O SUMIÇO DO ARNALDO
Era ainda bastante cedo e eu tomava o meu café e comia um pedaço de queijo, enquanto picava o roleiro e alisava a palha para o preparo do cigarro. Lá embaixo, no fim da rua, dois vaqueiros tentavam segurar um boi-carreiro que havia se desgrudado de alguma boiada. O que se ouviam naquele instante eram apenas o aboio dos vaqueiros e os mugidos descoordenados dos bois em agonia.
Pensava em visitar o meu amigo; ver como estava sua recuperação, se precisava de alguma ajuda; ver a sua esposa. Enquanto meditava, fechei um pouco os olhos e ao abri-lo deparei-me com ela. Estava linda como sempre, parada a minha frente. Os cabelos negros, esbandalhados, com uma pequena franja a cair sobre os olhos; olhos verdes e grandes, cheios de lágrimas, com uma preocupação latente, como se trouxessem um terror em seu íntimo; a pele macia toda suada, como se viesse apressada; os seios durinhos arfantes, como se o cansaço tomasse conta de si; as coxas firmes aparecendo por baixo do vestido branco que colava ao corpo; a sapatilha toda suja de lama, deixando aparecer os pezinhos frágeis.
Estava parada diante a mim; estatizada, me olhando enquanto retomava o fôlego. Eu não disse nada; levantei-me e deixei que me abraçasse fortemente, sentindo o seu corpo, ainda quente, tocar desesperado o meu. Meu coração disparava, mas eu procurava manter acalma. Com certeza não seria uma boa notícia.

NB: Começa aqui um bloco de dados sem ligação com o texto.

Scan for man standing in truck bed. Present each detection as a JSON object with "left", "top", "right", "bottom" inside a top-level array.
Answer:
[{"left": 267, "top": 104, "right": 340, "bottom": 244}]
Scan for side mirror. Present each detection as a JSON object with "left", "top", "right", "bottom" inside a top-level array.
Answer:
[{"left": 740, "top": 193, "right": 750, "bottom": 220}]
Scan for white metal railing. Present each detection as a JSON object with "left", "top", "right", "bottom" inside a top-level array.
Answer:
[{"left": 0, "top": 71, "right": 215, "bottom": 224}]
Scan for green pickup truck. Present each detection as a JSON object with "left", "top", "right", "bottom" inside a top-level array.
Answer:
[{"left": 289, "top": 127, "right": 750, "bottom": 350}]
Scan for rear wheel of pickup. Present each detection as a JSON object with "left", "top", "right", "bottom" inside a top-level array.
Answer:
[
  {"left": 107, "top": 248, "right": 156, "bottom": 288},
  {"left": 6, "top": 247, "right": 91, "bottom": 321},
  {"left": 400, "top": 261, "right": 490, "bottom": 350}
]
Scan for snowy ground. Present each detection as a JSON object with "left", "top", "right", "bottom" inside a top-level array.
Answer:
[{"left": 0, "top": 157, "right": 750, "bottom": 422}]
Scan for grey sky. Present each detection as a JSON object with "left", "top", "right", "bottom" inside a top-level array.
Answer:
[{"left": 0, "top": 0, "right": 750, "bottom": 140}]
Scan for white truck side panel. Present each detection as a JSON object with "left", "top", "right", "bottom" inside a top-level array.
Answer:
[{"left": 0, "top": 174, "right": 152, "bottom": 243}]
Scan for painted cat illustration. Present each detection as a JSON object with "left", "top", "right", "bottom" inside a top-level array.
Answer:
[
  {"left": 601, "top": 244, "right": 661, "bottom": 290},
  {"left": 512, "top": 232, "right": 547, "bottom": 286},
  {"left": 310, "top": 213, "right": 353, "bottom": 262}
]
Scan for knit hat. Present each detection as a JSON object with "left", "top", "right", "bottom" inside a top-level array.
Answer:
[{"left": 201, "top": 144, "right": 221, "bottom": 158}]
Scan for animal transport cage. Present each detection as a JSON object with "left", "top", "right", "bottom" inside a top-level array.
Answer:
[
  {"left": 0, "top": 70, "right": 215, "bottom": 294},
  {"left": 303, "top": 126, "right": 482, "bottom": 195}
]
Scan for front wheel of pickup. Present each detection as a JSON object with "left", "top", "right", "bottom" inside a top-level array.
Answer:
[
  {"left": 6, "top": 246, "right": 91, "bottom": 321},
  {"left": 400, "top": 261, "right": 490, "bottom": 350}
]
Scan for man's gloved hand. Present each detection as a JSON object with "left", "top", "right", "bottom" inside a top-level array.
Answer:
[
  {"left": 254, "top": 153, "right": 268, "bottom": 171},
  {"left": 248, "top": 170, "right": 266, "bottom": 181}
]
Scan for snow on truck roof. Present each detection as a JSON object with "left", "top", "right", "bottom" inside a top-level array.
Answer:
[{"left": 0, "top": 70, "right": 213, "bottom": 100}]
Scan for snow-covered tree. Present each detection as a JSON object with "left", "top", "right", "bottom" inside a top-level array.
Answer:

Com os olhos cheios de lágrimas e os lábios carnudos bastante trêmulos – notei que evitava olhar diretamente para mim, e que tinha os lábios extremamente secos – disse-me baixinho:
- O Arnaldo sumiu!
Não sabia o que dizer. Como é que um homem decadente igual àquele poderia desaparecer do leito de um hospital? Ela também não saberia responder. Sentamo-nos os dois no banquinho. A rua vazia – a boiada passara e agora éramos ela, eu e o silêncio – segurei a sua mão, deixando cair sobre sua coxa. Ficamos quietos. Eu olhando-a, num sentimento dúbio; ela olhando o vazio, trêmula, insegura.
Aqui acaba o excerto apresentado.